W3C home > Mailing lists > Public > public-iri@w3.org > November 2009

phishing in IRIs (was: Re: Using Punicode for host names in IRI -> URI translation; phishing; comparison)

From: Martin J. Dürst <duerst@it.aoyama.ac.jp>
Date: Mon, 23 Nov 2009 21:11:16 +0900
Message-ID: <4B0A7BE4.4000301@it.aoyama.ac.jp>
To: Larry Masinter <masinter@adobe.com>
CC: "PUBLIC-IRI@W3.ORG" <PUBLIC-IRI@w3.org>, Pete Resnick <presnick@qualcomm.com>, Ted Hardie <ted.ietf@gmail.com>
On 2009/11/18 3:56, Larry Masinter wrote:
> These are "strawman" proposals in response to the IAB talk at the IETF meeting last week: knock down if you can.

>   1.  Spoofing
> Secondly, there are a number of concerns raised about spoofing. Of course, spoofing is an issue with just ASCII too,
> example.com vs example.corn  being difficult to distinguish, (never mind example.C0M).

I think that this part of the IAB presentation was mainly to make people 
aware of the issues.
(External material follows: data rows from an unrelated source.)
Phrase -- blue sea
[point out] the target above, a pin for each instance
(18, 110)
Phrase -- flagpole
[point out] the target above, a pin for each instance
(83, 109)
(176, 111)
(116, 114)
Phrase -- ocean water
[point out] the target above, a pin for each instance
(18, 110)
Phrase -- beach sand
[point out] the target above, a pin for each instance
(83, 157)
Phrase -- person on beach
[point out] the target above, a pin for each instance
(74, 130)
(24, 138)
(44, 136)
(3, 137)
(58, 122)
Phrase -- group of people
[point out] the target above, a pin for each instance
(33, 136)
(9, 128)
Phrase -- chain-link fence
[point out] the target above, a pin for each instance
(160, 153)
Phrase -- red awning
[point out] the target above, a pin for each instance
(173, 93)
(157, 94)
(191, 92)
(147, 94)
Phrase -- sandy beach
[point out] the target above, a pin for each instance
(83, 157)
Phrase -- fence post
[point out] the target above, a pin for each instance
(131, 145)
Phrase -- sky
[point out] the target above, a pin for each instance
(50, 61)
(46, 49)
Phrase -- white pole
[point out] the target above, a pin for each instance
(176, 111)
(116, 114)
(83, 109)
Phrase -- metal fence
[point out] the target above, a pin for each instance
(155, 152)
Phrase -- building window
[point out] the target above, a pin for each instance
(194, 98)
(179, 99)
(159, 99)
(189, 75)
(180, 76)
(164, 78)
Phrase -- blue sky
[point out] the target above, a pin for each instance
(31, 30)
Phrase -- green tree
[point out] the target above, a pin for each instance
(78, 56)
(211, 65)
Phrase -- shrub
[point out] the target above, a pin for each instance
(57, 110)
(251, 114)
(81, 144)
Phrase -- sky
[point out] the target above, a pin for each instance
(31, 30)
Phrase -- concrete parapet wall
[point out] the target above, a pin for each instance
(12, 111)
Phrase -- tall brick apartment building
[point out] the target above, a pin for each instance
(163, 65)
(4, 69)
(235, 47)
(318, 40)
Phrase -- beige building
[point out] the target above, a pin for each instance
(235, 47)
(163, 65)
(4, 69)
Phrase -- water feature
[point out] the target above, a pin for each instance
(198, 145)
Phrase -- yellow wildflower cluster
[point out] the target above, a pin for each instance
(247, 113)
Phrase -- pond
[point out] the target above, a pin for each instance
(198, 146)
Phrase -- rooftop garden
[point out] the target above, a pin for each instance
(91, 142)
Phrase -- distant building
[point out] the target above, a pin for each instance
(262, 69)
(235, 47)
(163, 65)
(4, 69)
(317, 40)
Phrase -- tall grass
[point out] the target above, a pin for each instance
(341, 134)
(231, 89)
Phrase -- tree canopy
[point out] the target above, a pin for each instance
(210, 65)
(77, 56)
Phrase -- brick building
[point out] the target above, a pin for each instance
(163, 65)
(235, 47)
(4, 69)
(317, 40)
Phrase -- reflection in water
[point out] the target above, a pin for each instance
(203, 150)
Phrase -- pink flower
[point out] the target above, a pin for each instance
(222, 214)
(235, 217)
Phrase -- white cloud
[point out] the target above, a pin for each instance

The IAB presentation did not contain any 
conclusions on this issue, neither in terms of actual directions for 
solutions nor even in terms of "specs have to address this".

> The observation is that there are many ways in which names can be formed for which there is NO visible distinction between what are separate unicode encodings.
> The main way I think of addressing these are:
>   1.  Visual validation of URIs and IRIs is basically *NOT EFFECTIVE*
 > and that user agents *SHOULD NOT USE* visual validation
 > as the primary way of preventing spoofing.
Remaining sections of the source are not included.